Monday, March 7, 2011

Put merchants of death out of business

Over the past few years I have developed an unhealthy obsession with the arms industry. Just as I tend to become transfixed in art galleries, the images of precision-guided missiles in “defence” magazines can leave me with a pleasantly blank sensation. That’s when I have to shake myself and recall that these photogenic instruments were designed for the sole purpose of ending human life.

The promotional copy pumped out by weapons manufacturers renders satire redundant. In February, Belgium’s FN Herstal displayed some of its shiny new assault pistols and submachine guns at the IDEX arms fair in Abu Dhabi. An explanatory note told us that the Li├Ęge-based firm “contributes to maintain and restore international peace and security”.

One day after the exhibition opened, a video appeared on YouTube. It showed a Libyan civilian clasping one of the “special” weapons held by forces under Muammar Gaddafi’s control. Branded an FN-303, the weapon was made by the aforementioned Herstal, as part of its contribution to international peace and security. About 2,000 such weapons were authorised for export to Libya by the Walloon regional government in June 2009. This is by no means the first time that Herstal has profited from grubby deals. Automatic rifles made by the company were found in eastern Congo in 2005, indicating they were used in a war that left nearly 400,000 people dead over the previous two years.
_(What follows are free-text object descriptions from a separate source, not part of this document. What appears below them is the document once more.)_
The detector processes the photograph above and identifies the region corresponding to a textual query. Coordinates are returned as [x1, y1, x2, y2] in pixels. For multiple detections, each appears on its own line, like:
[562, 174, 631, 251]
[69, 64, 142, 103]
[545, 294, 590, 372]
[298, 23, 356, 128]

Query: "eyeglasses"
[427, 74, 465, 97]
In a prescient report published in November last, the Dutch Campaign Against the Arms Trade cited Libya as one of the clearest cases where EU governments attach greater importance to “export promotion” than to ethical considerations when licensing the arms trade. When Gaddafi was the West’s favourite bogeyman in the mid-1980s, the European Community imposed an arms embargo on Libya. But as soon as it was lifted in 2004, arms exporters scrambled to do business with their new buddies. The British trade association Defence Manufacturers Association rhapsodised in 2005 about how Libya was a “relatively sophisticated customer with a political will to procure equipment”. The “relatively sophisticated” Gaddafi could be persuaded to be anything: one British deal to supply an elite brigade in Libya’s army was worth €100 million.

Since 1998, the EU’s governments have been committed to observing a “code of conduct” on arms exports. Made legally binding a decade later, it requires that weapons are not sold to countries where they are likely to be used for internal repression or to exacerbate regional tensions. Like more than a few policy documents, it looks great on paper and is routinely violated in practice.

It is not difficult to see why. Data published by the Stockholm International Peace Research Institute found that the arms trade has been largely cushioned from the global recession. In 2009, the volume of sales for the world’s top 100 arms companies amounted to $401 billion, a rise of almost $15 billion over the preceding year. One-third of these companies have their headquarters in Western Europe; they include BAE, EADS, Finmeccanica and Thales.

With their deep pockets, the representatives of these companies have no problem twisting arms in the Brussels bureaucracy and in national capitals of EU countries. Due to their diligent schmoozing, support for the arms industry is being treated as an enterprise promotion dossier in the nominally civilian European Commission. The EU’s multi-annual “framework programme” for scientific research has also been partly hijacked by the arms industry. A little-noticed study completed at the European Parliament’s request in 2010 decried a clash of interests: the same arms companies that persuaded the EU authorities to allocate science grants for “security research” after the 11 September 2001 attacks have been the biggest recipients of those same grants. Out of a sample of 91 projects with a total value of €443 million analysed for that study, the French firm Thales bagged well over half (€254 million) of the cash on offer.

Top-level politicians often double up as salespeople for the arms industry. Catherine Ashton, the EU’s foreign policy chief, is pushing for the arms embargo slapped on China after the Tiananmen Square massacre to be scrapped on the grounds that relations with Beijing need to be nurtured for strategic reasons. Proving that she suffers from the same lack of scruples as other top players in New Labour, she is more concerned with drumming up business for the arms industry than in China’s oppression of Uighurs in Xinjiang or Buddhists in Tibet. Proving, too, that mollycoddling the arms industry transcends party lines in British politics, David Cameron toured the Persian Gulf last month with a few of his country’s leading arms traders. Critics of the trade are “completely at odds with reality”, the prime minister thundered.

It is right that a fresh ban on weapons sales to Libya has now been introduced. But we know that such bans can be lifted on the flimsiest of pretexts. The EU officially stopped selling weapons to Uzbekistan after its troops mowed down peaceful protesters at Andizhan in 2005. Four years later, the embargo was removed because the Uzbek authorities were deemed useful allies for NATO’s imperial war in Afghanistan.

At the United Nations, a July 2012 deadline has been set for a global treaty to regulate the arms trade. As weapons-sellers are so powerful, there is only one way to combat them: by massive public pressure. Everything must be done to put merchants of death out of business.